Our current research in this area focuses on intrusion-tolerant messaging and intrusion-tolerant consistent state. In intrusion-tolerant messaging, the challenge is to pass messages across a network even when some routing nodes are compromised. We have developed protocols and dissemination algorithms that can guarantee the timeliness or reliability of message delivery even in the presence of compromises. We have implemented these protocols in the Spines overlay messaging framework, creating the first intrusion-tolerant network.
In intrusion-tolerant consistent state, the challenge is to maintain replicated application state across multiple machines, such that the state of the application remains correct and the application remains available even when up to a certain fraction of the replicas are compromised. Our lab has developed Prime, the first Byzantine fault-tolerant replication protocol that protects against performance degradation under attack, and Steward, a Byzantine fault-tolerant replication protocol capable of scaling to wide-area networks.
Our current work focuses on using proactive recovery and diversity to allow Byzantine fault-tolerant replication protocols (particularly Prime) to survive an unbounded number of compromises over the system lifetime, as long as the number of simultaneous compromises does not exceed a certain threshold. A key component of this work is the practical use of diversity to support the standard assumption that all machines in a system are not compromised simultaneously. If all machines run exactly the same programs in exactly the same environment, the same exploit will be effective against all of them. Because of this, it is necessary to add diversity in order to build resilient systems. Our current work in this area includes combining diversity and proactive recovery for Prime, as well as the development of theoretical results on the placement of limited numbers of diverse variants within a system.
We are also applying the intrusion-tolerant tools we have created and developing new techniques to build extremely resilient critical infrastructure systems. We are working to build an open-source intrusion-tolerant SCADA system that operates correctly and at its required level of performance even while some components are compromised.
Real-Time Reliable Internet Services
News: This blog post describes our recent work on a timely, reliable, and cost-effective Internet transport service, which received the best paper award at IEEE ICDCS 2017. (07/13/2017)
New applications with demands such as low latency and high reliability are challenging to support on the native Internet due to the Internet's extreme scalability requirements.

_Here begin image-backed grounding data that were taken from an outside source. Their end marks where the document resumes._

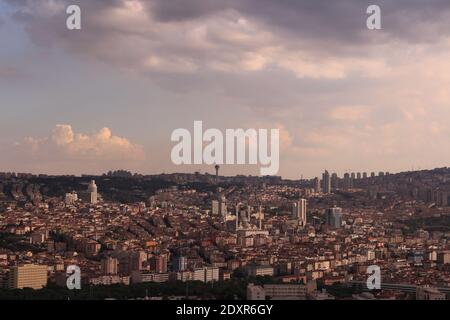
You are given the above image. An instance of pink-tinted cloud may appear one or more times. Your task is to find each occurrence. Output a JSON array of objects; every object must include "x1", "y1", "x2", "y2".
[{"x1": 9, "y1": 124, "x2": 145, "y2": 174}]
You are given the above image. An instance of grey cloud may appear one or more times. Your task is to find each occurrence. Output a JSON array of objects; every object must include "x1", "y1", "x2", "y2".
[
  {"x1": 148, "y1": 0, "x2": 450, "y2": 44},
  {"x1": 5, "y1": 0, "x2": 450, "y2": 44},
  {"x1": 147, "y1": 0, "x2": 229, "y2": 22},
  {"x1": 3, "y1": 0, "x2": 450, "y2": 67}
]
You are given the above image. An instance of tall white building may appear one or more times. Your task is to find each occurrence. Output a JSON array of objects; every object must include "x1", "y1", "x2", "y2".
[
  {"x1": 87, "y1": 180, "x2": 98, "y2": 204},
  {"x1": 292, "y1": 199, "x2": 307, "y2": 226}
]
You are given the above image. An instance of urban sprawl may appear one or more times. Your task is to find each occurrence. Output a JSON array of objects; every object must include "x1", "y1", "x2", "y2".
[{"x1": 1, "y1": 167, "x2": 450, "y2": 300}]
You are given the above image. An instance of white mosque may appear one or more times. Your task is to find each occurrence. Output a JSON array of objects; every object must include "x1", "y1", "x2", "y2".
[{"x1": 234, "y1": 203, "x2": 269, "y2": 237}]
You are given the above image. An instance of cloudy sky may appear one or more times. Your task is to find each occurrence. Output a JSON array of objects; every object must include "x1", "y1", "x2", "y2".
[{"x1": 1, "y1": 0, "x2": 450, "y2": 178}]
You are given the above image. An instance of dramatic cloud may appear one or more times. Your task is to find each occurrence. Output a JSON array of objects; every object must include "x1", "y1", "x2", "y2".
[
  {"x1": 1, "y1": 0, "x2": 450, "y2": 177},
  {"x1": 149, "y1": 0, "x2": 450, "y2": 44},
  {"x1": 4, "y1": 0, "x2": 450, "y2": 78},
  {"x1": 9, "y1": 125, "x2": 145, "y2": 174}
]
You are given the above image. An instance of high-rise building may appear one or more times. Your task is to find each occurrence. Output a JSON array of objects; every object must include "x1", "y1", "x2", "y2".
[
  {"x1": 101, "y1": 257, "x2": 119, "y2": 275},
  {"x1": 212, "y1": 195, "x2": 227, "y2": 219},
  {"x1": 172, "y1": 256, "x2": 188, "y2": 272},
  {"x1": 150, "y1": 255, "x2": 168, "y2": 273},
  {"x1": 322, "y1": 170, "x2": 331, "y2": 194},
  {"x1": 8, "y1": 264, "x2": 48, "y2": 289},
  {"x1": 80, "y1": 180, "x2": 99, "y2": 204},
  {"x1": 292, "y1": 199, "x2": 307, "y2": 227},
  {"x1": 325, "y1": 207, "x2": 342, "y2": 229},
  {"x1": 87, "y1": 180, "x2": 98, "y2": 204},
  {"x1": 313, "y1": 177, "x2": 320, "y2": 193},
  {"x1": 343, "y1": 173, "x2": 351, "y2": 191},
  {"x1": 331, "y1": 173, "x2": 338, "y2": 191}
]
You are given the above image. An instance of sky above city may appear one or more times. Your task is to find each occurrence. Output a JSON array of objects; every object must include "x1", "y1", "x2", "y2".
[{"x1": 1, "y1": 0, "x2": 450, "y2": 179}]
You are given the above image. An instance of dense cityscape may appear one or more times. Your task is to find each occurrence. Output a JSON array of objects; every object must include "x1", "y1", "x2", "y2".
[
  {"x1": 1, "y1": 167, "x2": 450, "y2": 300},
  {"x1": 2, "y1": 0, "x2": 450, "y2": 316}
]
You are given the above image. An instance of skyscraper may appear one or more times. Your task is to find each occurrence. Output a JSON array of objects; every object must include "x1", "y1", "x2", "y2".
[
  {"x1": 343, "y1": 173, "x2": 351, "y2": 191},
  {"x1": 88, "y1": 180, "x2": 98, "y2": 204},
  {"x1": 78, "y1": 180, "x2": 100, "y2": 205},
  {"x1": 150, "y1": 255, "x2": 168, "y2": 273},
  {"x1": 292, "y1": 199, "x2": 307, "y2": 227},
  {"x1": 322, "y1": 170, "x2": 331, "y2": 194},
  {"x1": 173, "y1": 256, "x2": 188, "y2": 272},
  {"x1": 101, "y1": 257, "x2": 119, "y2": 275},
  {"x1": 325, "y1": 207, "x2": 342, "y2": 229},
  {"x1": 331, "y1": 173, "x2": 338, "y2": 191},
  {"x1": 313, "y1": 177, "x2": 320, "y2": 193}
]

Our lab works to enable these types of demanding applications using overlay networks.
Our lab has developed the open-source Spines Overlay Messaging system, which provides a framework for deploying software overlay routers, as well as algorithms to provide high-quality VoIP service using overlays. The Spines framework is used commercially on a global scale.
We are currently interested in supporting even more demanding applications, such as remote manipulation, which requires closing a 130ms round-trip loop to provide the operator with realistic feedback.
For more information on the overlay network paradigm, see Yair Amir's Don P. Giddens lecture at the Johns Hopkins University Whiting School of Engineering (February 16, 2012): From Overlays to Clouds: Inventing a New Network Paradigm (PowerPoint slides, PDF slides).
Communication and Coordination for Modern Data Centers
Today's cloud applications have a variety of communication and coordination needs, both within a single data center and among geographically dispersed data centers. Our research in this area focuses on high-performance messaging systems that guarantee strong semantics, as well as high-performance replication.
In our work on messaging systems, our lab has developed the Spread toolkit, an open-source, widely-used group communication system, and Secure Spread, a library that adds security to Spread. More recently, we designed a new message ordering protocol, the Accelerated Ring protocol, and implemented it in the Spread toolkit (version 4.4.0 and up), improving both its throughput and latency for reliable, agreed order, and safe message delivery.
In our work on replication, we have developed Paxos for System Builders, a complete specification and implementation of the Paxos state-machine replication algorithm, and begun work comparing replication protocols based on group communication to other approaches (including Paxos). We are currently continuing this work to develop a complete understanding of the tradeoffs of different replication techniques.
In addition, we are currently interested in strong consistency guarantees for Big Data systems.